Much more than a cooking technique, asado, the traditional South American barbecue, is a day-long social event. The secret to the flavor of asado is the use of low burning wood fire, which slowly smokes the meat as it cooks it, enriching its flavor. That, and the superior beef grown in Uruguay, which has recently surpassed neighboring Argentina as the world's greatest source of premium, grass-fed and free range beef. Ribs are a popular cut for asado, as well as offal, like kidneys and sweetbreads, and a variety of sausages, from pork blood to chorizo.

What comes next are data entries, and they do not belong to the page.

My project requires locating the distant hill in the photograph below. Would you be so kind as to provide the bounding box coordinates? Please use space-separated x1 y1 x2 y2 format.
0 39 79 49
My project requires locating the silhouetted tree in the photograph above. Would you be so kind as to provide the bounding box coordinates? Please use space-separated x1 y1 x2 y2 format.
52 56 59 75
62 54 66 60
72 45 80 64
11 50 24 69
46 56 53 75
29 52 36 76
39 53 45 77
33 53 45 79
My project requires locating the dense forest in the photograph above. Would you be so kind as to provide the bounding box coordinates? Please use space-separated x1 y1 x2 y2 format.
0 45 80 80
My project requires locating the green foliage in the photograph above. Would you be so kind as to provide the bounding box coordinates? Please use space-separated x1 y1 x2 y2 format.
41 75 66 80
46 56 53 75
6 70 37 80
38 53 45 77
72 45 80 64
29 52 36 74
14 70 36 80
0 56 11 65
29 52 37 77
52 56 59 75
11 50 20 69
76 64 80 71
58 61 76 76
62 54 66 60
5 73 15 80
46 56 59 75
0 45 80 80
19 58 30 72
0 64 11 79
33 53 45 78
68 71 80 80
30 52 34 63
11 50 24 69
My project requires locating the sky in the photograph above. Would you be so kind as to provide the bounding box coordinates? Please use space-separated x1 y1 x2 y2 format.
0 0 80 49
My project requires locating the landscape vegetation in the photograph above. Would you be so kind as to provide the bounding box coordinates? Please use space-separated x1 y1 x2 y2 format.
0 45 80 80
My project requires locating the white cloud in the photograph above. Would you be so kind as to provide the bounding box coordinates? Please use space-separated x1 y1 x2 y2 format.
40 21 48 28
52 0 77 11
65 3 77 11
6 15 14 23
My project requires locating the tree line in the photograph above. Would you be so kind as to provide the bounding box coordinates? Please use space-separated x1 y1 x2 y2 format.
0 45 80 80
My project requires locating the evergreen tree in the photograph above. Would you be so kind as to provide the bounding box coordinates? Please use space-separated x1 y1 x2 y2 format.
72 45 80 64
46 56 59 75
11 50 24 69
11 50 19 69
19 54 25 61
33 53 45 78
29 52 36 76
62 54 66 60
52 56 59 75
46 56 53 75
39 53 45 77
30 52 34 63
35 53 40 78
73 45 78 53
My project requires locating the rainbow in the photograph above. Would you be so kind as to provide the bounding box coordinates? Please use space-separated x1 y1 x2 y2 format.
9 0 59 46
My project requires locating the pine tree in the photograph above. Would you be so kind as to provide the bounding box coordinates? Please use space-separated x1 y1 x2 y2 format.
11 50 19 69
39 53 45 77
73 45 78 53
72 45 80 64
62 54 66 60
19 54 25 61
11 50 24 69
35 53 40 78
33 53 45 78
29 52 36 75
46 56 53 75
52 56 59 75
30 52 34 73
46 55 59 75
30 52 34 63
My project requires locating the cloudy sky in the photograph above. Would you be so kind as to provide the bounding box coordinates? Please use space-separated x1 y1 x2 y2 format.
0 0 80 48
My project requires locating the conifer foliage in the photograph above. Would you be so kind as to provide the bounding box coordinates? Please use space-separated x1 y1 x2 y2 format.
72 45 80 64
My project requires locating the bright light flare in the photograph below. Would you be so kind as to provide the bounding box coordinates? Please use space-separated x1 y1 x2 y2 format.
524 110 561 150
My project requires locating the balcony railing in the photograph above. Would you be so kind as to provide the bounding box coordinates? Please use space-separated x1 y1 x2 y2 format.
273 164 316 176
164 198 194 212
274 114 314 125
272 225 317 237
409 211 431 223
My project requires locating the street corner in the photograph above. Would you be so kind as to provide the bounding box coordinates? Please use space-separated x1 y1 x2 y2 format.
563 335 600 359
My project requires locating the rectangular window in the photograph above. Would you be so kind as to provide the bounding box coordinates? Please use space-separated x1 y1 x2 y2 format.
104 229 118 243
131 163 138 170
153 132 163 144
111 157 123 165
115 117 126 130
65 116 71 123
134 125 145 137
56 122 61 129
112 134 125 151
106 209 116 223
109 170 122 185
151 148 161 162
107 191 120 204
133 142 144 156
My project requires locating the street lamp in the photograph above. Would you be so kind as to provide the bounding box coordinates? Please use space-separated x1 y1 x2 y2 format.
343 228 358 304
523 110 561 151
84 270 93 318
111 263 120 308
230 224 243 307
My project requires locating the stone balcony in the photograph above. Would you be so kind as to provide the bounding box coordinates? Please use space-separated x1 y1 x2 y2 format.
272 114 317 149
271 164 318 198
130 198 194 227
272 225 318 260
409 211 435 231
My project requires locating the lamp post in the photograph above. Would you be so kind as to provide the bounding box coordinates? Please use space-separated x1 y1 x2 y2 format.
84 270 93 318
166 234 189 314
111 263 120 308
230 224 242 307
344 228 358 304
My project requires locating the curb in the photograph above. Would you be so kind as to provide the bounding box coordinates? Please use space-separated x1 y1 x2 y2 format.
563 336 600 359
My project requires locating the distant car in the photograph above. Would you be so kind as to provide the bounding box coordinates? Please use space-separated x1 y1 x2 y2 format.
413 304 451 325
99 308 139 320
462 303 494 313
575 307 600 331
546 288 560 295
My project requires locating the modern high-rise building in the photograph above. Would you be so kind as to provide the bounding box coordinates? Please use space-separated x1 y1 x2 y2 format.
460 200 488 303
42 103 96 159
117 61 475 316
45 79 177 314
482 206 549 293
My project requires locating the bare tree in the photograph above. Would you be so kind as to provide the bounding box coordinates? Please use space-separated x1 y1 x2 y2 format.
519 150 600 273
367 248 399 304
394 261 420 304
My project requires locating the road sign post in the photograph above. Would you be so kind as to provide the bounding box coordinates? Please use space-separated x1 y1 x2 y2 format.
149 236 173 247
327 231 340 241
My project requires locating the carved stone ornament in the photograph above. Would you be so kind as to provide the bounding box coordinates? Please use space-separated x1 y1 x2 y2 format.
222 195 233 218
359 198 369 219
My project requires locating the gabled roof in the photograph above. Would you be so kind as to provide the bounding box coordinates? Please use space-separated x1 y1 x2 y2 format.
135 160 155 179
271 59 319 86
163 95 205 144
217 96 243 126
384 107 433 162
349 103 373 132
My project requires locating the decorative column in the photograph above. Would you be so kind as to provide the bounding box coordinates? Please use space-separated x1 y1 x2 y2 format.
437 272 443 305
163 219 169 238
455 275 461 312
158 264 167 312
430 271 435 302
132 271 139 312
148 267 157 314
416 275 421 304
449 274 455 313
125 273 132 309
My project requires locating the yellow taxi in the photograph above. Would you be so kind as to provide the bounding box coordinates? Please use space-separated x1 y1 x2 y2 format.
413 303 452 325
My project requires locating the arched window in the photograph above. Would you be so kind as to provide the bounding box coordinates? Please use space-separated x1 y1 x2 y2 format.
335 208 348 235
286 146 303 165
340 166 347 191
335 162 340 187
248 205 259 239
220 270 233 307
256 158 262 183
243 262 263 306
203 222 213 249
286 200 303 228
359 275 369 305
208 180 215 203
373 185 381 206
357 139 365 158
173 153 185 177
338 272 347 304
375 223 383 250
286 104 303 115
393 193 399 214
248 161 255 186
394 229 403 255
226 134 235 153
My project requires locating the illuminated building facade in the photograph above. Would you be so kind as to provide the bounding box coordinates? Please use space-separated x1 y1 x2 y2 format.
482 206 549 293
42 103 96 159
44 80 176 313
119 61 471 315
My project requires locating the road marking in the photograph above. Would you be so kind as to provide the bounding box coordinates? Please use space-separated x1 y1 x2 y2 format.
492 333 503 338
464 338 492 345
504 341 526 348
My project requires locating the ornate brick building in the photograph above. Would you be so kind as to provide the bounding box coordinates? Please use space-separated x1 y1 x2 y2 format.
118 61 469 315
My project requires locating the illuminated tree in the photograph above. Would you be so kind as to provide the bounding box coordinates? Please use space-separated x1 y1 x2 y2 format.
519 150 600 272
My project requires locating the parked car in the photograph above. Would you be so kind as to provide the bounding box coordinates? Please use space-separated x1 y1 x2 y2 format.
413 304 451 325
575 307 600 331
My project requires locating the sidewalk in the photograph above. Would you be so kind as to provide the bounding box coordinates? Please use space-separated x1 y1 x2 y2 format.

Late summer is a time for celebration in Santa Fe, the beginning of green chile season. While grown throughout the southwest, the green chiles of Santa Fe have earned a reputation for being of superior flavor and perfume, with a deep vegetal taste and just the right amount of heat, that lends bright, green complexity to New Mexican cuisine. You can get frozen, dried, or preserved green chillies nearly anywhere I the world, but Santa Fe is one of few areas where you can enjoy the chile fresh, in this fleeting moment before it ripens into the more widely popular red-hot chile. And enjoy it you will, as fresh, fire-roasted, pickled, and stewed green chillies are pretty much the center of every meal in these parts.
The ceviche is a dish that celebrates the freshness and diversity of seafood. So it is not coincidental that it is the national dish of Peru, which happens to be one of the world's most bountiful sources of seafood. You can find great ceviche, and similar citrus “cooked” seafood dishes all over Latin America and the mediterranean, but nowhere is the selection as plentiful and the preparation as masterful as in Peru. The Peruvian yellow chile, or aji amarillo, which is said to taste like the sun, is a favorite and common ingredient in Peruvian ceviches, and adds to the bold and delicious flavor of the dish.
Vietnamese cuisine has won many followers in the U.S. where the Pho has been a choice noodle soup for years. But fans of Vietnamese food will point to another contender for the title of premier broth.The Bun bo Hue, originated in the central Vietnamese city of Hue, is a velvety, rich broth made with pork and beef bones, with heady perfume of lemongrass and citrus, and the deep oceanic saltiness of shrimp paste. In Vietnam, the broth is sold by street vendors, who pour it over thick vermicelli noodles, braised or raw beef, sausage, and in some case, congealed pig's blood. The salty-sweet and biting broth is finished with a squeeze of lime, a handful of fresh herbs, and dried chillies.